We live at present with a largely linear materials economy. Our use of natural resources is characterized by the sequence “take – make – use – dispose” as materials progress from mine, through product, to landfill. Increasing population, rising affluence and the limited capacity for the planet to provide resources and absorb waste argue for a transition towards a more circular way of using materials (F. Blomsma, and G. Brennan, J. Industrial Ecology 21, 603 (2017); W. McDonough and M. Braungart, Cradle to cradle, remaking the way we make things, (North Point Press, New York, 2002)).
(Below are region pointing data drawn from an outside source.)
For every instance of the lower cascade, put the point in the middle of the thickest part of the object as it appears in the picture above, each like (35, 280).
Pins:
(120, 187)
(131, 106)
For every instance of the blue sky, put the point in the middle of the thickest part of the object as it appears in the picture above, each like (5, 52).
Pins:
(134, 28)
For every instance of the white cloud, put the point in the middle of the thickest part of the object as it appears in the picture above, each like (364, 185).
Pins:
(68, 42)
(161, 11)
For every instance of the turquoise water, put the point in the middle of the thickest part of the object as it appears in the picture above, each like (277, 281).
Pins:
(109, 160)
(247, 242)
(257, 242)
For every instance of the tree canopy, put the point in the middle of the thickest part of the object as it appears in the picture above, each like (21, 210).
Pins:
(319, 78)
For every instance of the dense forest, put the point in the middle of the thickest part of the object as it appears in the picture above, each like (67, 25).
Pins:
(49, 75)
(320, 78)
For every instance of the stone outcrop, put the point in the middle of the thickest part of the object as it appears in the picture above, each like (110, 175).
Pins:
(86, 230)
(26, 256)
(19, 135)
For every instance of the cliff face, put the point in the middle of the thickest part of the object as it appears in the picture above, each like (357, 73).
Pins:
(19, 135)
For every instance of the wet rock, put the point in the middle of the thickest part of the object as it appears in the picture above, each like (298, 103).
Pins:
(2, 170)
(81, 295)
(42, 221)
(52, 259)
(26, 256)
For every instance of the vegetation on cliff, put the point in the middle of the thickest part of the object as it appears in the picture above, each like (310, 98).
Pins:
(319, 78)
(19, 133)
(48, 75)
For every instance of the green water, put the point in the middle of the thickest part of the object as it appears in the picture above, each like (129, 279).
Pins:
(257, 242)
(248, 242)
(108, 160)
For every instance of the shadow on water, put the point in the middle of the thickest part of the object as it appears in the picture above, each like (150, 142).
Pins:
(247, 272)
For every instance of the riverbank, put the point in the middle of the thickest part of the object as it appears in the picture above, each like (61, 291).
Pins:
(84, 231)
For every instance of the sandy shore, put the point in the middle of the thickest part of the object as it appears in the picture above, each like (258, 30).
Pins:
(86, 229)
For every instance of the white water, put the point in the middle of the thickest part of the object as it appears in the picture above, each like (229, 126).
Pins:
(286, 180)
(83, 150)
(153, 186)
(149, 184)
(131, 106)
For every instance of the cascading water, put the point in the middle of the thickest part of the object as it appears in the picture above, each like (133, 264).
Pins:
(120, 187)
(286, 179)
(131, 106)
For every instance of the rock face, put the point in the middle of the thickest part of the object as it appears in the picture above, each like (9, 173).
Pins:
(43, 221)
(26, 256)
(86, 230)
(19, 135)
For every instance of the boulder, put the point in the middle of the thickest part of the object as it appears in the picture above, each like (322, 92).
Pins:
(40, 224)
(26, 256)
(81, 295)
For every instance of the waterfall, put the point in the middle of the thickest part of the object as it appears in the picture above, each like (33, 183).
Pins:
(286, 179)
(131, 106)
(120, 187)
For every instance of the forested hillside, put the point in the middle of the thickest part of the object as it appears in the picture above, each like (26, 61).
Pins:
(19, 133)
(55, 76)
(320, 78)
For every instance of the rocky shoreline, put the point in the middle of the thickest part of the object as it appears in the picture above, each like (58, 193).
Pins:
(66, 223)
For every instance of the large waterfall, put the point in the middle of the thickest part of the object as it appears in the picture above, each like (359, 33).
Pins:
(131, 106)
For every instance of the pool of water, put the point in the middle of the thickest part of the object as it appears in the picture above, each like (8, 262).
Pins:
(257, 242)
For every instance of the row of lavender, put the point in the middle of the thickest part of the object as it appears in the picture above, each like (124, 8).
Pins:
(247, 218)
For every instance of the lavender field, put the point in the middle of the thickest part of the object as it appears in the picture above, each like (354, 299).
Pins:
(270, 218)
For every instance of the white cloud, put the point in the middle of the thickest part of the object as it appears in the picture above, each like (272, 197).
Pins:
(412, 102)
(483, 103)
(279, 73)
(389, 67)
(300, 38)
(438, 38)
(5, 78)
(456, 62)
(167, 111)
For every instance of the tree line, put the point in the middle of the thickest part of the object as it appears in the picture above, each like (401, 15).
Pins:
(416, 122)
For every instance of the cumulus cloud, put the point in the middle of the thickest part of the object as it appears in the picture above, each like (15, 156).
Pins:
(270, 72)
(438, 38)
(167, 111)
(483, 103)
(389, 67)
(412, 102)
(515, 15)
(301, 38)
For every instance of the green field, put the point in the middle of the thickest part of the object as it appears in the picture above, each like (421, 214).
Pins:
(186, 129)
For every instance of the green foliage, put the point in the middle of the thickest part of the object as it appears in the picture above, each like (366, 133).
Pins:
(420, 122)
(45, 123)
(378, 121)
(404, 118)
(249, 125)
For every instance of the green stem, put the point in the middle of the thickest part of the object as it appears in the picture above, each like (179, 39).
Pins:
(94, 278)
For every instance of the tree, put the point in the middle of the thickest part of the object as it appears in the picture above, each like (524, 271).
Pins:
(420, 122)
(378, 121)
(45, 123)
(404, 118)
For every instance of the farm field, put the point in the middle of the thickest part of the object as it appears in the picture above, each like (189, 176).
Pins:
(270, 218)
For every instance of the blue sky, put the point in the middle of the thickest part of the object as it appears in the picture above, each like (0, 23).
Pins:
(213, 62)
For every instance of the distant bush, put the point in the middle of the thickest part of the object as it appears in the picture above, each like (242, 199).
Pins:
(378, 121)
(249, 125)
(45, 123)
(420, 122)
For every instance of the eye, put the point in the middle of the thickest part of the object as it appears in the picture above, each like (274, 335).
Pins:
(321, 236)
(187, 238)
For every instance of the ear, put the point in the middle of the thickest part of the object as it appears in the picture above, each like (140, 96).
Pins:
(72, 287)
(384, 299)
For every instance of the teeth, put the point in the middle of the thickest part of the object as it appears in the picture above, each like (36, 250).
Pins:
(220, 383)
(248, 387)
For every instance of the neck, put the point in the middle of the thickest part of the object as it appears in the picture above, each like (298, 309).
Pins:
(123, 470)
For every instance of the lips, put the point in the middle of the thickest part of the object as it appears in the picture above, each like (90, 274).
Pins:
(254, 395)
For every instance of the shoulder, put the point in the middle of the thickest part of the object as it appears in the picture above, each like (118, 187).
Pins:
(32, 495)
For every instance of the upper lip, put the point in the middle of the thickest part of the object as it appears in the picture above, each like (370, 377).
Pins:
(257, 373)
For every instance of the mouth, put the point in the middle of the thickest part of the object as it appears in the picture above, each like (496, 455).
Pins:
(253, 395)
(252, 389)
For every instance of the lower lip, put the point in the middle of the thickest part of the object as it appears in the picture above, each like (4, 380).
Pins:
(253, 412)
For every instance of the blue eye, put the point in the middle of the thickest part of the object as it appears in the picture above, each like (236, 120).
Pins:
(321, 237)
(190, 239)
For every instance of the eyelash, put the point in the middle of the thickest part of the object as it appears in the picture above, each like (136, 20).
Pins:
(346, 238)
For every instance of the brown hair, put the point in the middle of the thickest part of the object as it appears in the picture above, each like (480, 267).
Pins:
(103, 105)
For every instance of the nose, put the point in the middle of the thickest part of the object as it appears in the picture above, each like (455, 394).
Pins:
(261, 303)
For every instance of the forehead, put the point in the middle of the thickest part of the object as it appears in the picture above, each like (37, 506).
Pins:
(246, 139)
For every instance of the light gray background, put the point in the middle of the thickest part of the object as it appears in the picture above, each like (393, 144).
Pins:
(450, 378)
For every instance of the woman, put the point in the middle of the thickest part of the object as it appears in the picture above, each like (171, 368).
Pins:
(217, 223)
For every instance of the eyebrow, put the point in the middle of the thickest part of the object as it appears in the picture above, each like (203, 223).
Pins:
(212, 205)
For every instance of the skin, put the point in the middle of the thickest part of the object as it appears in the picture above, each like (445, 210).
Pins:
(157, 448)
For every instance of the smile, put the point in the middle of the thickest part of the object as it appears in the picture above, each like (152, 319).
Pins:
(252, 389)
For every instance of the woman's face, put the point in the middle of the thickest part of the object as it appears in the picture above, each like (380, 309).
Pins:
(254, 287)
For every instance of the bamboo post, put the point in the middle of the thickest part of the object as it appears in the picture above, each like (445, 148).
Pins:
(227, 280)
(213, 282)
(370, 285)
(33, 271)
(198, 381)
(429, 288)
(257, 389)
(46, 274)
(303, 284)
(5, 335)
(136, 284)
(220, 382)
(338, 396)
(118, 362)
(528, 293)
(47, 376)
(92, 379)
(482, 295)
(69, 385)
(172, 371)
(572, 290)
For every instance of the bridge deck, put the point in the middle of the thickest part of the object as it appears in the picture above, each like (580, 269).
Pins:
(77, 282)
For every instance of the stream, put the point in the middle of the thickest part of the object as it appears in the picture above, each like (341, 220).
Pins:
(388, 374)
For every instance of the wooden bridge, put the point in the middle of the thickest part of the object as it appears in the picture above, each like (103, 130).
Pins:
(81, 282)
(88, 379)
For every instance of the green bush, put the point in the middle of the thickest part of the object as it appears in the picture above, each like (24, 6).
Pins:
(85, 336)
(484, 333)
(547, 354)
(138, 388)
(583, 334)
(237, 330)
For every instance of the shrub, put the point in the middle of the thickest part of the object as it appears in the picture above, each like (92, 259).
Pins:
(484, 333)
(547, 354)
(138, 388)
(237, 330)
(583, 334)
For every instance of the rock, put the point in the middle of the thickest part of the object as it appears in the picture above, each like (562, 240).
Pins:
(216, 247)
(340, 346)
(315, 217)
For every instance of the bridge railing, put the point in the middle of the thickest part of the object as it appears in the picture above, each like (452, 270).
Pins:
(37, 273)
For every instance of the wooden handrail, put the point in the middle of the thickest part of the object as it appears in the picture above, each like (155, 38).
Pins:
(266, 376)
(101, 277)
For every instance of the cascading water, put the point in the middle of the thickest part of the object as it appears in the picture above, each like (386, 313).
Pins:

When products come to the end of their lives the materials they contain are still there. Repair, reuse and recycling (the three “Rs”) can return these to active use creating a technological cycle that, in some ways, parallels the carbon, nitrogen cycle and hydrological cycles of the biosphere. Repair, reuse and recycling are not new ideas; they have been used for centuries to recirculate materials and, in less-developed economies, they still are. But in developed nations they dwindled as the cost of materials fell and that of labor rose over time, making all three Rs less attractive. This and the complexity of current products has led to loss reparability and, therefore, reuse. So, what is novel about the contemporary idea of a circular materials economy? Haven’t we been there before?
Over the last decade, the idea of deploying rather than consuming materials, has gained economic as well as environmental appeal. Governments now sign up to programs to foster circular economic ideas and mechanisms begin to appear to advance them. Here we examine the background, the successes and the challenges of implementing a circular materials economy and the degree to which it can deliver the ultimate goal – that of reducing the drain on non-renewable natural resources to as close to zero as possible.
Circular economy (CE) is closely linked with the ideas of a low-carbon economy, management of supply risks, value generation through the service-based economy and efficient resource management. CE implies a design that focusses on material legacy, creating an economy that retains or regenerates materials over many life cycles, hence not consuming but using materials.
Granta Design has a history of involvement with material circularity, through collaborative develop of tools to aid teaching of engineering and design courses and industrial decision-making. The paper concludes with a brief discussion of these.